The Fat one, in Conway, for good barbecue.


This reviewer can't think of a culinary option I approach with more anticipation than a plate of good barbecue. So it was a happy sight, the discovery of the newest outlet of the Russellville-based Fat Daddy's Bar-B-Que, at the corner of Court and Oak streets in Conway's Old Town district. Located in a former Napa Auto Parts store, Fat Daddy's has a comfortable dining room with an open layout of wooden tables ringed with several television monitors. There are no booths, but a full bar with high-top tables, separated from the dining room, provides a more casual dining experience. Appetizer options include fried chicken wings ($8.99), fried pickles ($6.99), onion rings ($6.99), BBQ nachos ($7.99), a smoked quesadilla ($7.99) and several other standards. Not wanting to fill up before the main event, however, we decided to dive straight into the good stuff. We chose the Fat Daddy pulled pork sandwich ($7.99), the mama bear of three size options, midway between the quarter-pound Fat Boy sandwich and the half-pound Grand Pappy. Sauces also come in three varieties, in squeeze bottles labeled "sweet," "hot" and "mixed — sweet and heat." I found a little of the hot satisfied my love of spice with a nice, tangy taste of vinegar. The mixed, however, was more than enough tang for most, with a bit more smoky taste. Each sandwich came with a choice of two sides; we went for the hand-breaded onion rings and sauteed vegetables. The Fat Daddy came piled high with smoky, but tender, pulled pork that could have been shredded a bit finer. The large chunks quickly became a knife and fork operation. The onion rings were crisp, with the batter — lightly spiced and with a bit of a pepper zing — clinging nicely to the ring. We enjoyed the vegetables, an unexpected option for a barbecue place. They were sauteed in butter and well seasoned. We give both sides high marks.

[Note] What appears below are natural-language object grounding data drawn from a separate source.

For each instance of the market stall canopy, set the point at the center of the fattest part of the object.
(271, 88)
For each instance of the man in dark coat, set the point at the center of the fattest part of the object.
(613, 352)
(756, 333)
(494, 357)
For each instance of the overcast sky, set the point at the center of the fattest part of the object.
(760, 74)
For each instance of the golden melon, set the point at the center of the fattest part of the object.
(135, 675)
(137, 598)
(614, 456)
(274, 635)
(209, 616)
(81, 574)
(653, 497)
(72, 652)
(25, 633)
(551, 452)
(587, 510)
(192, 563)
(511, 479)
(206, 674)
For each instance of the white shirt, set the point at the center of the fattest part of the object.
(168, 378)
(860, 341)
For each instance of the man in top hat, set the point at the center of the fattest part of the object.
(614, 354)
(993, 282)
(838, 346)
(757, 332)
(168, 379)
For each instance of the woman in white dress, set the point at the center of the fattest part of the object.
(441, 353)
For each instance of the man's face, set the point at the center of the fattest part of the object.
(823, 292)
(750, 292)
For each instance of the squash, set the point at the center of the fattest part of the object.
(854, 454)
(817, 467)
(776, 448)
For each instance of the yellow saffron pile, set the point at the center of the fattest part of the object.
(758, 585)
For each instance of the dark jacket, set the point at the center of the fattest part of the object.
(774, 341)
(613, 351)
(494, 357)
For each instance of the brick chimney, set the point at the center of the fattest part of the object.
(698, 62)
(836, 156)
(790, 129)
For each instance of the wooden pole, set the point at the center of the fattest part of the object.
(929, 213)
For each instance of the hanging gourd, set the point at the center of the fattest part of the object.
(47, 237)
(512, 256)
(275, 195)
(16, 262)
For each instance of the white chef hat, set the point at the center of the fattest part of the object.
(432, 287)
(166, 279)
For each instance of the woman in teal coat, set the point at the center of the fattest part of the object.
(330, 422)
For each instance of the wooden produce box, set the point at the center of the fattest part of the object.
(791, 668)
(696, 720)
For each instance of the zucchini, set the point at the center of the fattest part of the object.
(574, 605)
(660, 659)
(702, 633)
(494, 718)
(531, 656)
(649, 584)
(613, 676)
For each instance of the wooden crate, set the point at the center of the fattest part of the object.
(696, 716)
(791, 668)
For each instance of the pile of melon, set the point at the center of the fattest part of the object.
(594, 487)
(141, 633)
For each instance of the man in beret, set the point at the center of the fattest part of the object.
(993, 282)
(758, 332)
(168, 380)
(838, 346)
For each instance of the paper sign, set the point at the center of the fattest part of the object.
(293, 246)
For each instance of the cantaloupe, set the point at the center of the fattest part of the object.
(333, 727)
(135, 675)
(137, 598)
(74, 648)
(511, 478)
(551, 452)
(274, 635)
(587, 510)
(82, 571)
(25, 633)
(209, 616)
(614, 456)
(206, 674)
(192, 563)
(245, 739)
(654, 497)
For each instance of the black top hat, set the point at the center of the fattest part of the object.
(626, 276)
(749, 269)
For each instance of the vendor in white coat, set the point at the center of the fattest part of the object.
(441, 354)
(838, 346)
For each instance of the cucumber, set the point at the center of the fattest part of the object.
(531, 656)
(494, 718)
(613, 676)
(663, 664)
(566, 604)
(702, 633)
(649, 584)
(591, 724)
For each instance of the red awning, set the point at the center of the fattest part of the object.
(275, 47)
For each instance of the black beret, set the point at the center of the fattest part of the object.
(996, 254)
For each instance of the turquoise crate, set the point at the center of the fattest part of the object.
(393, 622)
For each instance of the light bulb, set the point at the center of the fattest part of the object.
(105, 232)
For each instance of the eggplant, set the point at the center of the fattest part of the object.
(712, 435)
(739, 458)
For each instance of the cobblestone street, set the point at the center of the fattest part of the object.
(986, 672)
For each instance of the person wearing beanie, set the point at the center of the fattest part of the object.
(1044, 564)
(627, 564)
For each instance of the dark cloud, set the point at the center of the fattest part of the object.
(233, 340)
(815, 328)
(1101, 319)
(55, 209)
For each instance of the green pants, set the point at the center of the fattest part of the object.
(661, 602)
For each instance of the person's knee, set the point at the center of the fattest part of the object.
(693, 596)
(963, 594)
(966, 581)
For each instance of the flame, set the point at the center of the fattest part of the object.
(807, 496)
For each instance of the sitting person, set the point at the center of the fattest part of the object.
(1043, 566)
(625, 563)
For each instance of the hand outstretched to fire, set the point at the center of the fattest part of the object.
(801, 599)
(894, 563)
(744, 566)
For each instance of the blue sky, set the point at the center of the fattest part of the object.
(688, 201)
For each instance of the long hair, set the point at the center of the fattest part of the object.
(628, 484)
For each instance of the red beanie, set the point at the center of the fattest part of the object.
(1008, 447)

On our next trip to Fat Daddy's, we opted for a half rack of the St. Louis-style ribs ($9.99), a barbecued baked potato and a medium beef brisket sandwich ($6.99). The brisket sandwich was a winner, the meat tender and juicy, with a hint of smoke. Note: It seemed a bit smaller than the medium pulled pork sandwich from our previous visit. Again, a little finer chopping would help on the brisket. The BBQ spud was huge, heavier than a softball and filled with butter, sour cream, chives and more of that flavorful brisket. The potato was cooked well, so that it broke apart nicely. Though not listed as an entree, it could easily satisfy even a hearty appetite. The brisket was slightly drier than our companion would have liked, but with the addition of a little sauce she proclaimed it quite good.

The St. Louis ribs were the real winner of our second trip. Smoked with a dry rub that offered a wonderful flavor, the very tender ribs had a crisp seal and peeled easily from the bone. The rub was spicy, but not overpowering. Overall, we found that Fat Daddy's offers a nice "won't break the bank" option to the lengthy list of barbecue restaurants in Conway. It offers several pricier options we might try when our wallet is a little thicker — including center cut Omaha steaks and wine by the bottle or glass or local Flyway and Diamond Bear beers, which are available in addition to the usual beer options. If you've got your mouth set for good barbecue and not a lot of cash in your wallet, Fat Daddy's your man.

Fat Daddy's Bar-B-Que

1004 W. Oak St.




Quick bite

Daily specials include hamburgers (Monday), barbecued burritos (Tuesday and Thursday), all you can eat ribs (Tuesday dinner), barbecued flatbread (Friday) and St. Louis-style ribs (Saturday).


10:30 a.m. to 10 p.m. Monday through Thursday, 10:30 a.m. to 11 p.m. Friday and Saturday.